Nothing was wasted. The blood was caught in pools in part of the hide, spread like an apron on the earth, and lapped up by whoever could get to it. The very guts were gathered up in baskets to be cooked. And where the last little soft iron dagger had done its work, the blood had been drunk, and the last scrap of hide bad been cut into strips, to be chewed when the meat and its memory were things of the past, the enormous ribs lay glistening in the moonlight like those of an abandoned wreck, picked as clean as if the kites had done it.
“Have we done a commendable thing?” laughed Fred, looking at the crowd’s distended paunches. “There’s a good bull hippo the less. We’ve saved the lives for a time of several hundred gluttons. They know neither grace nor gratitude.”
But he was wrong. They did. They brought Fred a woman—their fattest, ugliest; which means she was skin and bone and uglier than Want, also she was more afraid of Fred than Satan is said to be of shriving. The chief led her by the hand, she hanging back and hiding her face under one arm (which left the rest of her nakedness unprotected). He seized Fred’s hand and put the woman’s in it.
“Now you’re spliced!” Brown explained. “Married to the gal forever in presence of legal witnesses!”

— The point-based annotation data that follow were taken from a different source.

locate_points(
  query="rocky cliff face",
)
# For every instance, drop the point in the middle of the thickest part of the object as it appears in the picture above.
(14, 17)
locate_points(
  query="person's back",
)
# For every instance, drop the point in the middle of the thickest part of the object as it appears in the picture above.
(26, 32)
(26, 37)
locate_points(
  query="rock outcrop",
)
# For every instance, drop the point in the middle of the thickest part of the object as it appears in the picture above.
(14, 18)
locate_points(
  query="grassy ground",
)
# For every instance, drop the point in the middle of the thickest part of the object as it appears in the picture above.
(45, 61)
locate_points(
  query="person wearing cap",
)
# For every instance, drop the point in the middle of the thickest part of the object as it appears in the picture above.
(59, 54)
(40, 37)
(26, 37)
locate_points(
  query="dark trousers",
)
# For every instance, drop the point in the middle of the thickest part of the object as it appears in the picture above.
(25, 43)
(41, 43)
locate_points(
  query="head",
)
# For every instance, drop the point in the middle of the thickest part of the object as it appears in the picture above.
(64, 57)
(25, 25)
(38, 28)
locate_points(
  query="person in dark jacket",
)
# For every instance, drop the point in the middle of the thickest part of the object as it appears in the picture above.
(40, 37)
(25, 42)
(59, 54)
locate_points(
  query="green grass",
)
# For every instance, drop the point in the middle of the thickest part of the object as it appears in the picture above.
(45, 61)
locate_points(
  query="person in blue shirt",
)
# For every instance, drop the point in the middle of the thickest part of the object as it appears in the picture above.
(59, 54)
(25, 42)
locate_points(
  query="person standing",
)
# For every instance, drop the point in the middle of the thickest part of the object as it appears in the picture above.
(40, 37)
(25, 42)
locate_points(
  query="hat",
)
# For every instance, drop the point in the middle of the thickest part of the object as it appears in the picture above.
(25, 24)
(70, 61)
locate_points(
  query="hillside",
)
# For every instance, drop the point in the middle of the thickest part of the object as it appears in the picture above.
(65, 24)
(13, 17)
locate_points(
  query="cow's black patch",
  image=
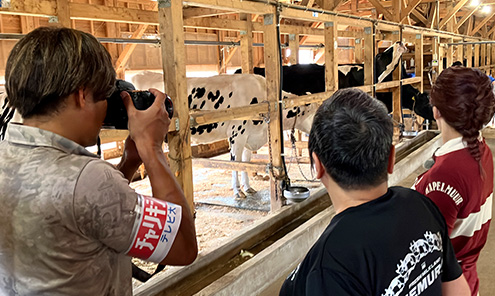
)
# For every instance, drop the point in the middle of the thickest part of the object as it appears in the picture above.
(200, 92)
(291, 114)
(220, 102)
(213, 97)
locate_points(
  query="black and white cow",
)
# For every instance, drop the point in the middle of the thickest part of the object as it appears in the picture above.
(229, 91)
(301, 79)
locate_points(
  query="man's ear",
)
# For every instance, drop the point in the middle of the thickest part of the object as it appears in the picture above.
(79, 98)
(436, 113)
(319, 168)
(391, 160)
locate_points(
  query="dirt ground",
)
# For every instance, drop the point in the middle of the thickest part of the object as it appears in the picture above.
(218, 214)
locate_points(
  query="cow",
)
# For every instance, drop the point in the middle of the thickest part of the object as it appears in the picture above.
(229, 91)
(301, 79)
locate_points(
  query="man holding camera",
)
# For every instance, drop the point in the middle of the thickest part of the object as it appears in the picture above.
(69, 221)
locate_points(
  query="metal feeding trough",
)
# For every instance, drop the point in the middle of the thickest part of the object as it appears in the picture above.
(295, 194)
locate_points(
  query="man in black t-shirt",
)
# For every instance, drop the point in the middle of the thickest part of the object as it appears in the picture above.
(382, 241)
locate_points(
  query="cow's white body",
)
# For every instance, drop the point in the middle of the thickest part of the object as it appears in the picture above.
(229, 91)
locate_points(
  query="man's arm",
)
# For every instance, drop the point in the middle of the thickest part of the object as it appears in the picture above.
(148, 129)
(457, 287)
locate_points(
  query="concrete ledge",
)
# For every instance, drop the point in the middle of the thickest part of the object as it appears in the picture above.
(256, 275)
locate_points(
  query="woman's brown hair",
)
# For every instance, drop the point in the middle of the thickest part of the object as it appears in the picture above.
(465, 98)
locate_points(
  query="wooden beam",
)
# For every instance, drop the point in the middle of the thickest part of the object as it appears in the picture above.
(331, 60)
(466, 17)
(379, 7)
(432, 16)
(272, 68)
(196, 12)
(63, 13)
(174, 69)
(419, 16)
(481, 24)
(452, 13)
(404, 14)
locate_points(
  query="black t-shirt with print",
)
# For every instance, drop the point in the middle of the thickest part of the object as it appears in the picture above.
(394, 245)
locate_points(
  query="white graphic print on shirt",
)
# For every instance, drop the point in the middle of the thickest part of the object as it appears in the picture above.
(419, 249)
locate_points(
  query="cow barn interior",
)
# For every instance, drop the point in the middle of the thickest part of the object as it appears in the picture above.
(269, 234)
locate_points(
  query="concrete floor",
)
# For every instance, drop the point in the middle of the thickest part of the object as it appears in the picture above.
(486, 262)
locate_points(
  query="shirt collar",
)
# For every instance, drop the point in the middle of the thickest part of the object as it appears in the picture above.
(453, 145)
(33, 136)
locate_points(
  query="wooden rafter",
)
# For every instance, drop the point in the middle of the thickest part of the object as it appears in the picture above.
(379, 7)
(431, 16)
(466, 17)
(409, 9)
(481, 24)
(129, 48)
(452, 13)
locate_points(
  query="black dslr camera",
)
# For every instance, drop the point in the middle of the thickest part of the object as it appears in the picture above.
(117, 114)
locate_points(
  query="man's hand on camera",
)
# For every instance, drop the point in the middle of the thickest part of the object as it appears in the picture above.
(148, 127)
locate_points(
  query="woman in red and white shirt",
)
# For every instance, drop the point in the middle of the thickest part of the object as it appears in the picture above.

Kazimoto confirmed the fearful news.
“Married in regular form an’ accord with tribal custom!” Brown continued, nodding solemnly.
“Divorce me—soon and swiftly, somebody!” Fred demanded.
We appealed to Kazimoto for information, but only threw him into a quandary, and he proceeded to add to ours. The usual price for a woman, it seemed, was cows—many or few according as she was lovely or her father rich. In case of divorce, custom decreed that the cows with their offspring should be given back. The objection to any other property than cows changing hands to bind or loose in wedlock was that food, for instance, when eaten was not returnable.
“Married to the gal for good an! all!"’ Brown grinned, nudging Will and me to note Fred’s consternation. “You’d better stay here an’ take the chief’s job when he kicks the bucket—possibly you can speed the day by overfeedin’ him!”
“Some men’s luck,” Will murmured, but stopped in mid-sentence, for interruption came in the form of a weird figure, gesticulating like a windmill, stumbling and careening through the gloom, shouting as it came. Not until it was thirty yards away did an intelligible sound explain at least who the apparition was.
“Gassharamminy! Give me that gun!”
Coutlass burst in among us so out of breath that he could not force through his teeth another rational syllable, but he made his intentions partly clear by snatching at Fred’s rifle, persisting until Will and I pulled him off.
“The dhow’s gone!” he panted at last. “Give me that rifle, or come yourself! Hurry! There’s a wind! You’ll be too late!”